Bo Tao is a scholar of the social and religious history of modern Japan. He is particularly interested in the role of Christians as political actors, both within the context of the Japanese domestic and imperial landscape, as well as in transnational circuits of religious exchange and cultural discourse during the twentieth century.
He is currently revising his dissertation, “Imperial Pacifism: Kagawa Toyohiko and Christianity in the Asia-Pacific War,” into a book manuscript (tentatively titled, The Christian Empires of Kagawa). The main goal of the book project is to illustrate the three seemingly distinct fields of religious and political activity that were tied together through the figure of Kagawa: (1) Christianity in Japan and its overseas diaspora and imperial territories; (2) the dense networks of Protestant Christian internationalists who supported and relied upon Kagawa’s image and influence as the so-called “Gandhi of Japan” to advance their missionary work; and (3) the project of postwar reconstruction under the Allied Occupation (1945-1952), during which Japan fell under the political and religious influence of the United States.
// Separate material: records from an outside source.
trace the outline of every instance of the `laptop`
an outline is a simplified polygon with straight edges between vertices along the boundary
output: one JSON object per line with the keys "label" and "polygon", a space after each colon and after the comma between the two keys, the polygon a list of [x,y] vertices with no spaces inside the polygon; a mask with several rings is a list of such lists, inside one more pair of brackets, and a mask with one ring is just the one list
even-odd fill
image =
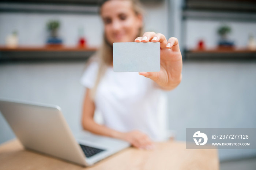
{"label": "laptop", "polygon": [[0,112],[25,149],[83,166],[130,146],[89,132],[75,138],[57,106],[0,98]]}

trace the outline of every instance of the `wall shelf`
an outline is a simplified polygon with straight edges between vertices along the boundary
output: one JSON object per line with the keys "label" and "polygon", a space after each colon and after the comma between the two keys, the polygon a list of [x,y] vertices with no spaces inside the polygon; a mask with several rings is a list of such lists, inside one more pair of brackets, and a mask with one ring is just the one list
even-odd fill
{"label": "wall shelf", "polygon": [[10,48],[0,46],[0,63],[9,61],[86,60],[96,48],[60,47],[19,47]]}
{"label": "wall shelf", "polygon": [[246,48],[214,48],[185,50],[185,58],[188,60],[253,60],[256,61],[256,50]]}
Bo Tao is also interested in Asian American studies and in using his background to promote constructive dialogue between the fields of Japan/East Asian history and Asian American/U.S. history. His work on Kagawa offers a potentially useful case study in this regard, by illustrating the formation of transpacific networks of religious and cultural exchange between Japanese Christians, white American missionaries, and Japanese American communities in Hawai’i and the U.S. West Coast.
He has sought to use newly emerging digital tools and platforms to demonstrate this aspect of his work.